Langkah Nyata yang Dibutuhkan Untuk Mengatasi Krisis Iklim

Melihat semakin seringnya intensitas bencana alam akibat perubahan iklim, maka sudah tiba saatnya bagi pemerintah untuk mengambil langkah kongkret dalam mengatasi krisis iklim, retorika tak ada gunanya untuk mengatasi krisis ini.

Pada sektor kehutanan, pemerintah harus segera mengambil langkah cepat dan nyata untuk segera menghentikan penggundulan hutan besar-besaran yang terjadi di berbagai wilayah negeri ini, mulai dari Riau, Kalimantan dan Papua. Moratorium penggundulan hutan tak bisa ditunda-tunda lagi, jika langkah ini tak diambil segera, maka Indonesia bukan hanya akan mendapat julukan sebagai kontributor terbesar gas rumah kaca dunia, tetapi yang lebih parah lagi, negeri ini akan semakin sering mengalami berbagai bencana alam yang terkait iklim.

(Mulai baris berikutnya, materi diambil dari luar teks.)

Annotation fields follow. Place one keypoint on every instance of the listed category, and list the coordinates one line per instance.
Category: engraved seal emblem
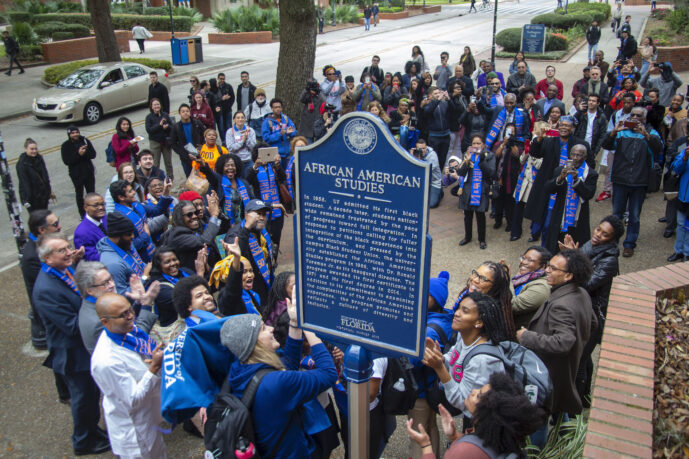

Pada sektor energi pemerintah, harus segera menghentikan ketergantungannya terhadap penggunaan batubara sebagai sumber energi. Sebagai energi terkotor dan menyebabkan biaya eksternalitas yang luar biasa besar, batubara seharusnya sudah tidak punya tempat lagi dalam sistem tata kelola energi nasional.

Untuk pemenuhan kebutuhan energi negeri ini, Indonesia punya potensi energi bersih yang luar biasa besar, tetapi ironisnya sampai sejauh ini belum juga dimanfaatkan secara optimal oleh pemerintah. Potensi energi bersih ini seperti disia-siakan begitu saja, padahal sebagai negara yang terletak di “ring of fire”, Indonesia mempunyai cadangan panas bumi yang berlimpah, sekitar 40% dari total cadangan panas bumi dunia, ada di Indonesia. Belum lagi berbagai potensi lain seperti energi mikrohidro, angin,biomassa, dan surya yang potensinya sangat besar untuk dikembangkan.

Sekarang yang paling dibutuhkan adalah komitmen dan keberanian politik pemerintah untuk segera mengambil langkah-langkah nyata dalam mengatasi perubahan iklim sekaligus membuktikan komitmen yang sudah dibuat. Kini saatnya bagi pemerintah SBY untuk bertindak, sudah bukan waktunya lagi untuk beretorika. Saatnya membuktikan janji, dan jadi pemimpin dalam mengatasi krisis iklim ini.